ORANGE-SPOTTED FILEFISH
The attractive orange-spotted filefish (Oxymonacanthus longirostris), which grows to 3½ inches (9 cm), should be avoided by aquarists as it rarely, if ever, survives long in captivity. It has a specialized diet that consists almost entirely of Acropora coral polyps. Some people have kept them in small-polyp stony coral aquariums, where they have a constant supply to dine on. However, only experienced marine hobbyists should attempt to keep them.

MIMIC FILEFISH
A fascinating species that looks just like the poison-laden saddled toby (Canthigaster valentini), the mimic filefish (Paraluteres prionurus) is merely displaying a case of Batesian mimicry—that is, a harmless species mimicking a harmful one. Unless you know what to look for, it can be easy to confuse these species (the filefish has two dorsal fins, while the toby has one). It is a great aquarium fish that can be kept in a reef tank, as long as it remains well fed—if not, it will damage corals. That being said, there is always a degree of risk when adding a filefish to a venue with cnidarians.
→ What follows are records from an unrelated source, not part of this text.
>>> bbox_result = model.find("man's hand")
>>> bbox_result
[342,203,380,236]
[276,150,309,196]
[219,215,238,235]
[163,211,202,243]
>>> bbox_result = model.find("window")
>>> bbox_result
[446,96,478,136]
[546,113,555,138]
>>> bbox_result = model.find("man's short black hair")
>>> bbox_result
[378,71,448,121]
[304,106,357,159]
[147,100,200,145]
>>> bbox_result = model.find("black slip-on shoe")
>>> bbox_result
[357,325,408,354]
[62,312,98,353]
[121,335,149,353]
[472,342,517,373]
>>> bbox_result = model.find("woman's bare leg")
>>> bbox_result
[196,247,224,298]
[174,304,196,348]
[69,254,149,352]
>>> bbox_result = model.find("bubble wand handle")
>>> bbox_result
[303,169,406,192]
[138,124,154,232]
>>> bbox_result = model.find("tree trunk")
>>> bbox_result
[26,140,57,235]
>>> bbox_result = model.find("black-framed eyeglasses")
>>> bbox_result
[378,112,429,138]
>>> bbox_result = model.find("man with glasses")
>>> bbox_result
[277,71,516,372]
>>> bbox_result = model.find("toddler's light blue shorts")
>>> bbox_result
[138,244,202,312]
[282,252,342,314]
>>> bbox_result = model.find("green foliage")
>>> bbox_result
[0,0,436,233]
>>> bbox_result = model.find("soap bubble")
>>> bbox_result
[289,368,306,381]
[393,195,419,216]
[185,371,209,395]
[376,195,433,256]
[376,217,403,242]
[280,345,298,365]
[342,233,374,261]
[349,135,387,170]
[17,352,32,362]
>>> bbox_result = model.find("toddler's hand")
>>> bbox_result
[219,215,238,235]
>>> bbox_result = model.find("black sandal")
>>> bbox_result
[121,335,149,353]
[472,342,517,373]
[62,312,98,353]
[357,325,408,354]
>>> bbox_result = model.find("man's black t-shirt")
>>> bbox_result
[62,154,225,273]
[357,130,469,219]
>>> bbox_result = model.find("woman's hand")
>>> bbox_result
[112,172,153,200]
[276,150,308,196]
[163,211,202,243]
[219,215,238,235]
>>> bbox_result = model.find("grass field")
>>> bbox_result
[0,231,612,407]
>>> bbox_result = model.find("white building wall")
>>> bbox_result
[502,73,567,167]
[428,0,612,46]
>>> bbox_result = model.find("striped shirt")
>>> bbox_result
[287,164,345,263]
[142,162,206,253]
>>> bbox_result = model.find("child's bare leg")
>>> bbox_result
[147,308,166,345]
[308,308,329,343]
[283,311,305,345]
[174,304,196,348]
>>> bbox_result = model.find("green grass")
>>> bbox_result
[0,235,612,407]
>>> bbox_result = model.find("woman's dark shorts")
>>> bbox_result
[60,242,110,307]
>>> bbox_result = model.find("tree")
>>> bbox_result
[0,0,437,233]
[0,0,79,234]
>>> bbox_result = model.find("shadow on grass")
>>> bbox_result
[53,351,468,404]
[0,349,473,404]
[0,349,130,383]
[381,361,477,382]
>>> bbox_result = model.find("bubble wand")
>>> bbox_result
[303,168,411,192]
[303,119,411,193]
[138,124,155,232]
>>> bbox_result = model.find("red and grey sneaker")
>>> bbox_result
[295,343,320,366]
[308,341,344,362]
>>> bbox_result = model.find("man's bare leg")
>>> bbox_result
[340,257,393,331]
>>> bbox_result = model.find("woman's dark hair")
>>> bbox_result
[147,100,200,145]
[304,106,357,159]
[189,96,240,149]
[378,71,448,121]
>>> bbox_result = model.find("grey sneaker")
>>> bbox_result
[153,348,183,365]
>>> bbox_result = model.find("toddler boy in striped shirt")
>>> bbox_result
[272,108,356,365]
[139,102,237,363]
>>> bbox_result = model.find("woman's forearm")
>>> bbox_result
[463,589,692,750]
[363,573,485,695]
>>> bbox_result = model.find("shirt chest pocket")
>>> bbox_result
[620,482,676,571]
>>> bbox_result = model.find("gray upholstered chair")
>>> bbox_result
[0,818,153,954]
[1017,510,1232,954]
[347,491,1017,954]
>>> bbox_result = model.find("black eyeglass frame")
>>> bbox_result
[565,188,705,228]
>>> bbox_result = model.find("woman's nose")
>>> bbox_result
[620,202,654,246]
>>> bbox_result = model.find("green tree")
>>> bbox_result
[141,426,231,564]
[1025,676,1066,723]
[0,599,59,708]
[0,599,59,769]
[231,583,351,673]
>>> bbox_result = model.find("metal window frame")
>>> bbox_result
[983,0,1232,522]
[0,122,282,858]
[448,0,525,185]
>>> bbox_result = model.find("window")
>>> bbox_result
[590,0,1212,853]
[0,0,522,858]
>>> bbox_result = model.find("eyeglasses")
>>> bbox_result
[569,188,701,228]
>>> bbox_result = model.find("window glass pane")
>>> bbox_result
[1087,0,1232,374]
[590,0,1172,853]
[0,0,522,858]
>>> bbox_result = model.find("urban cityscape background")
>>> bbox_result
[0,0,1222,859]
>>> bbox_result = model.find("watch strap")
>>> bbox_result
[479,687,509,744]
A 30- to 55-gallon (113- to 208-liter) tank will adequately house an adult, which can reach a length of 4 inches (10 cm).

BLACKBAR FILEFISH
A very shy fish that will spend most of its time peering from a reef crevice when the aquarist is near the tank, the blackbar filefish (Pervagor janthinosoma) will acclimate to its keeper in time and move into the open when you are present. However, it will settle in more readily if housed in a tank placed in a low-traffic area of the home or office. The members of this genus are known stony coral predators, so adding it to a reef tank is not without risk. They grow to 5½ inches (14 cm), so a tank of 55 gallons (208 liters) can house a single adult.

BLACKHEADED FILEFISH
Like others in the genus, the blackheaded filefish (P. melanocephalus) can be reclusive when first added to its aquarium home. This will be exacerbated if it is harassed by aquarium neighbors. It does not tend to be as shy as P. janthinosoma. It is a potential coral polyp nipper. Unless you can acquire a male-female pair, it is best to keep one per tank. This fish grows to 4 inches (10 cm) in length, so a single adult should be kept in a tank of 55 gallons (208 liters) or larger.

FANTAIL FILEFISH
A Hawaiian beauty, the fantail filefish (P. spilosoma) is one of the most common filefish species in the aquarium trade. It tends to be hardy and readily acclimates to captivity. While it tends to be less shy than others in the genus, provide it with plenty of suitable hiding places. Stony coral polyps are an important component of its natural diet, but it readily accepts and thrives on aquarium fish foods. Because of its bill of fare, it is not usually welcome in the reef tank. Keep one per aquarium, as they grow to 7 inches (18 cm), unless you can acquire a male-female pair. Males will quarrel and may damage each other. Adults are best housed in tanks of 75 gallons (284 liters) or larger.

Rank and File

While often overlooked, filefish are truly worthy candidates for the live rock–only fish aquarium and may be kept with some of the more noxious soft corals. If you feed them often, provide suitable hiding places, and nurture a peaceful setting, filefish should live happily for many years in your home aquarium.